Rizzatto Nunes: A lei seca e o direito do cidadão-consumidor de se locomover livremente – 5-12-2011
A lei seca e o direito do
cidadão-consumidor de se locomover livremente – 5-12-2011
Por Rizzatto Nunes
Abrahan
Lincoln disse que não se pode mentir o tempo todo, enganando todo mundo. Já
Adolf Hitler dizia que qualquer mentira acaba entrando pela goela da multidão hipnotizada, por mais absurda que
seja. Podemos acrescentar que, se alguma
coisa for feita diuturna e rotineiramente com ares de normalidade, acaba sendo
aceita por todos ou ao menos pela maioria como algo natural e, consequentemente,
aceito como norma válida.
Os
meios de comunicação batem tanto na tecla da chamada lei seca com suas numerosas
blitze que, aos poucos, as pessoas
vão aceitando o fato como válido. Mas, a verdade é que, do ponto de vista
jurídico, isso está longe de ser correto.
Volto
a um assunto que tratei mais de uma vez e que, penso, precisa ser compreendido
adequadamente pela sociedade. Lembro que não existe uma estratégia bem
elaborada para resolver o problema do consumo do álcool no país, conforme
mostrei em meu artigo “As bebidas
alcoólicas e o consumidor” publicado em agosto p.p.. Aliás, é de se
desconfiar da existência de um real interesse em resolver o problema.
Muito
bem. Meu amigo Walter Ego diz: “Uma das
claras diferenças entre uma democracia e uma ditadura é a de que nesta toda
pessoa da sociedade civil é suspeita (de algo...); naquela, todo cidadão é
inocente até prova (contundente) em contrário.
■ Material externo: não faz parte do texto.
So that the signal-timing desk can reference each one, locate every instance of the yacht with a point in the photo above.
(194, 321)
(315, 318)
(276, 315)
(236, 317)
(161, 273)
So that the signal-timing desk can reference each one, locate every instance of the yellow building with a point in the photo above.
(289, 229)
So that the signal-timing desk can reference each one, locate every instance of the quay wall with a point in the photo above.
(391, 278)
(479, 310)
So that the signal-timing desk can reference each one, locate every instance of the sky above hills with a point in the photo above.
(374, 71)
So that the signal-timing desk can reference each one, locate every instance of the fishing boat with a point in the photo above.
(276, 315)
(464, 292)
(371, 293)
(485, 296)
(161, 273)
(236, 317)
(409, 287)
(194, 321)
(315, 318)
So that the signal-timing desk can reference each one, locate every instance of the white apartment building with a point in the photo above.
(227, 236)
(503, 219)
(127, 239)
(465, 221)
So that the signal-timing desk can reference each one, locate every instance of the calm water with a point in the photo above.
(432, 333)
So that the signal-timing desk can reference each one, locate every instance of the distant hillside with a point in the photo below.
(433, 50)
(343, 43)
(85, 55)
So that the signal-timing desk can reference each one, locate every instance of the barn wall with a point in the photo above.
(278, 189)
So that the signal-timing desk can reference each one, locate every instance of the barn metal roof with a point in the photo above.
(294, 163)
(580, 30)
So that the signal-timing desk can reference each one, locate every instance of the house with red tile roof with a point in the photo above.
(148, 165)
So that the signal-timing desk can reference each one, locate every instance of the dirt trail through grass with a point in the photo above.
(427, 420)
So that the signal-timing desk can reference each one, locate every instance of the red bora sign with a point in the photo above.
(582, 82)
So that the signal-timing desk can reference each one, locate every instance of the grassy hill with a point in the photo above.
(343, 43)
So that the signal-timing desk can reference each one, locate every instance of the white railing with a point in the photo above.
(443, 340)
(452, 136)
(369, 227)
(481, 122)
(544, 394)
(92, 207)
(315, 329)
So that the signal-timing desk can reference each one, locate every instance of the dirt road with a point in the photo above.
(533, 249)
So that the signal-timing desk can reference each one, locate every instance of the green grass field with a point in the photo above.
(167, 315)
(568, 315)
Numa democracia, ninguém é
suspeito até agir como tal”. E ele complementa perguntando: “Dirigir um veículo é uma atitude suspeita?”
Quando
era estudante da graduação em Direito na PUC/SP, nos idos dos anos setenta,
sonhava -- todos nós sonhávamos -- um dia ver a democracia real instituída no
Brasil. A ditadura acabou, vieram as
eleições livres e diretas e ficamos esperando. Quando surgiu a Constituição
Federal de 1988, nossa esperança aumentou: afinal, era o melhor, mais
democrático, mais livre e mais claro e extenso texto de garantias ao cidadão
jamais estabelecido antes por aqui. Uma luz verdadeira se acendia dentro
do túnel.
O
tempo passou e se percebe que ainda é difícil estabelecer-se um real
Estado Democrático de Direito. Como estudante de Direito já há 36 anos fico
triste e até, diria, um pouco descorçoado. É incrível como o Poder, em todas as
esferas, viola com seus procedimentos as garantias constitucionais. Foi-se a
ditadura, mas permaneceu, de vários modos, a mentalidade profundamente
enraizada do autoritarismo. As ações policiais, por exemplo, dirigidas por
altos escalões, muitas vezes parecem ter como técnica de controle e
investigação apenas e tão somente o espalhafatoso instrumento das blitze,
que normalmente produzem muito pouco resultado além do espetáculo e de
atrapalhar a vida dos cidadãos, que já têm muita dificuldade de se locomover
pelas ruas das cidades.
Veja-se
o caso da atual e chamada lei seca e das ações praticadas contra a pessoa de
bem. Esta é parada na via pública pela polícia, apenas e tão somente porque está
dirigindo seu veículo. Pergunto: qual o elemento objetivo e legal que permite esse
tipo de abordagem? Nenhum. Não há suspeita, não há comportamento perigoso, não
há desvio de conduta nem manobra capaz de causar dano a outrem. A pessoa apenas
está ao volante!
Há,
apenas, o fato de estar dirigindo um veículo após ter saído de um estabelecimento
comercial ou nem isso: apenas por estar passando naquele local naquele momento.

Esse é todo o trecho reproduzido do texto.